Guess who's coming to dinner? Zeman, Grebenicek talk business
Last night the leader of the Communist Party of Bohemia and Moravia, Miroslav Grebenicek, had dinner with the head of the ruling Social Democrats, Milos Zeman. The dinner, at the Prime Minister's residence in Prague, went on late into the night. And as Rob Cameron reports, the menu wasn't to everyone's tastes:
In 1995, the leader of the then-opposition Social Democrats, Milos Zeman, addressed delegates to the party's national conference in the North Moravian town of Bohumin. In the six years since the overthrow of Communism, Mr Zeman had built up the Social Democrats into a modern centre-left party, an attractive alternative to the largely unreformed Communists and a constant thorn in the side of the centre-right government of Vaclav Klaus. And so Mr Zeman was confident in announcing to delegates that the Social Democrats would not work with the Communist Party, still heavily tainted with the crimes of the old regime.
In 1998, the Social Democrats won early elections, but fell well short of a majority in Parliament. Again the Communists were left out in the cold: the political stalemate was finally broken by the formation of a minority government, kept afloat by a power-sharing pact with Mr Klaus's Civic Democrats. Mr Zeman himself described the cabinet as 'suicidal'; many commentators agreed with him, predicting that Social Democrat voters would desert the party in droves. The government has actually done rather well, but it seems the commentators were right. On Sunday the chickens came home to roost.
Czechs went to the polls on Sunday, re-electing a third of the Senate as well as members of 13 brand new regional parliaments. The elections were marked by low turnout, so the results perhaps shouldn't be overestimated. But for the Social Democrats it was a catastrophe--for the Communists, a triumph. The ruling party failed to win in any of the new regions, pushed into third and often fourth place by Klaus's Civic Democrats, the smaller right-of-centre opposition, and the Communist Party. The Communists even came first in one region: North Bohemia's Usti nad Labem. Usti was previously safe Social Democrat territory.

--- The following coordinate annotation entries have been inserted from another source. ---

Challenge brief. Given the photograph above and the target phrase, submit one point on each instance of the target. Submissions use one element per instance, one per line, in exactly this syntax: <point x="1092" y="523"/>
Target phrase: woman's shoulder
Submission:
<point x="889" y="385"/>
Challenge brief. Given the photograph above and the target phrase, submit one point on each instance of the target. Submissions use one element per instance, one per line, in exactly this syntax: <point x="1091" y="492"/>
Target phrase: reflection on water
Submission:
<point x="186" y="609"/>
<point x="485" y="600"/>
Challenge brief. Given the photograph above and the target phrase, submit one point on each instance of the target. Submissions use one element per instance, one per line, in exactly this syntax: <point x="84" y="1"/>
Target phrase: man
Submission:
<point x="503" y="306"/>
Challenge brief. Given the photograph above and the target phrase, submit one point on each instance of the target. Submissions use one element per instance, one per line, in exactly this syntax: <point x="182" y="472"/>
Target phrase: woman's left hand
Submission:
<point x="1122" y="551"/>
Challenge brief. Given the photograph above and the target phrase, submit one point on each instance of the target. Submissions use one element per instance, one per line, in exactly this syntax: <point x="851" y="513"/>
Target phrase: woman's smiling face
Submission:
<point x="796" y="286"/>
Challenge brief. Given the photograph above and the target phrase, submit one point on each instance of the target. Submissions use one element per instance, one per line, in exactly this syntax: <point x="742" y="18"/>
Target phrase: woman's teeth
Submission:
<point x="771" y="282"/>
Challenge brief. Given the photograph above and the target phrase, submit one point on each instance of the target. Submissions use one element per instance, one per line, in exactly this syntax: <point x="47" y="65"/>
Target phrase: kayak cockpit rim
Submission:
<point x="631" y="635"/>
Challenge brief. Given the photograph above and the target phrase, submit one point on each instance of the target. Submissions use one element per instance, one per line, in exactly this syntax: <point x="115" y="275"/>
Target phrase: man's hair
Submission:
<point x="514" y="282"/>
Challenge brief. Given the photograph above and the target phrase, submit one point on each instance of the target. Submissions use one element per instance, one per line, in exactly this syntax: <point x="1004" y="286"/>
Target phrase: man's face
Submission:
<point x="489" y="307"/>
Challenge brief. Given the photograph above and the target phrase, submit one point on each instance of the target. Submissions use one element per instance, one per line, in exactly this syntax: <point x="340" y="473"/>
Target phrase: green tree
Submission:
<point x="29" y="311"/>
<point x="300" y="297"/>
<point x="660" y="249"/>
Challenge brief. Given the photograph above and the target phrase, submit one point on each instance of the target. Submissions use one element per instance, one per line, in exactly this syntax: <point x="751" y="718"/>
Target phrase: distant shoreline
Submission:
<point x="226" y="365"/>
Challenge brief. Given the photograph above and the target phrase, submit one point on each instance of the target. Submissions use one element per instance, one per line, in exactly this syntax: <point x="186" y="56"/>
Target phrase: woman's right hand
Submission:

So last night Mr Zeman invited Communist leader Miroslav Grebenicek to a 'working dinner.' The two men met late into the evening to discuss the formation of coalitions in regions where the two parties hold a majority. "Mr Zeman certainly wasn't radiating the same optimism as in 1998," Mr Grebenicek told reporters after the meeting, barely concealing his pleasure.
Mr Zeman insists the Bohumin resolution excluding co-operation with the Communists only applies to national politics. Indeed, Communists and Social Democrats already work together in town and village councils across the country. But many observers say the fallout from Communist-Social Democrat regional coalitions will finish off the Social Democrats. Mr Zeman's 'suicide cabinet' prophesy seems more accurate now than ever.